- Born: 21 September 1939 Winna Góra, Greater Poland Voivodeship, Poland
- Died: 31 March 2022 (aged 82) Kalisz, Poland
- Occupation: Conductor

= Andrzej Bujakiewicz =

Polish conductor (1939–2022)

Andrzej Bujakiewicz (21 September 1939 – 31 March 2022) was a Polish conductor.

== Biography ==
Bujakiewicz was born in Winna Góra, Greater Poland Voivodeship. He attended the State Music High School in Poznań, where he began to learn about conducting. He worked as a teacher at the State Music High School in Poznań, from 1959 to 1965. Bujakiewicz served as assistant conductor for the Pomeranian Philharmonic from 1963 to 1964, and directed the choirs at the Nicolaus Copernicus University in Torun from 1965 to 1973. He also served as the conductor for the State Symphony Orchestra in Zielona Góra from 1967 to 1972. Bujakiewicz served as the director for the H. Melcer State Music School in Kalisz from 1973 to 2007.

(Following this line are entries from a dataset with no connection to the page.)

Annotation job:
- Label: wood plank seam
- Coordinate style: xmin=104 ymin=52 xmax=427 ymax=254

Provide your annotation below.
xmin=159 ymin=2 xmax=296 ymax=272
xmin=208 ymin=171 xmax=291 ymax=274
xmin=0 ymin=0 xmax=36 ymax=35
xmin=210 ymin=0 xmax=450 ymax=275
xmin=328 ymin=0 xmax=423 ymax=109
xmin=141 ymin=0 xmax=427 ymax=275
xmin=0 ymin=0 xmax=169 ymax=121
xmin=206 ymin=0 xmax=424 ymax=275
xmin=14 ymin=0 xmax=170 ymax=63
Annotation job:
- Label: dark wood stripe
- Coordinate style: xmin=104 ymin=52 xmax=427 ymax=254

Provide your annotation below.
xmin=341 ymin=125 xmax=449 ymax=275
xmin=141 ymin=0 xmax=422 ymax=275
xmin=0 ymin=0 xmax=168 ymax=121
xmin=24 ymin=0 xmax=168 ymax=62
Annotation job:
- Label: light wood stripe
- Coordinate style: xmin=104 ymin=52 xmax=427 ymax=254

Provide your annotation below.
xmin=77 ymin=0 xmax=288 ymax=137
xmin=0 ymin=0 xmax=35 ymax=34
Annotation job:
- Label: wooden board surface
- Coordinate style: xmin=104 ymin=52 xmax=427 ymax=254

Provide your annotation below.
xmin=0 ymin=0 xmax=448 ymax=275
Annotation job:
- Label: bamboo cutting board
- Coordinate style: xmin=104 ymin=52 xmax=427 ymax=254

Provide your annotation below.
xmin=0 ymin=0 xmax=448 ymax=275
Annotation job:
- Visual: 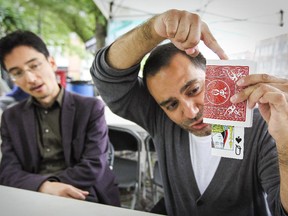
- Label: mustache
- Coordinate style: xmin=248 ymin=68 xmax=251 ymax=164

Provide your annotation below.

Bujakiewicz worked as a lecturer at the Higher Teacher Training School in Zielona Góra from 1972 to 1973. In 1974, he established a school orchestra, in which he served as the artistic director. His school orchestra became the Kalisz Philharmonic. Bujakiewicz was honored with medals, such as Order of Polonia Restituta, Cross of Merit, Medal of the Commission for National Education, Meritorious Activist of Culture and Bronze Medal for Merit to Culture – Gloria Artis. In 1983, he was honored with the Honorary Badge of the City of Kalisz. Bujakiewicz was also honored with the Award of the President of the City of Kalisz in 2009.

Bujakiewicz died in March 2022 in Kalisz, at the age of 82.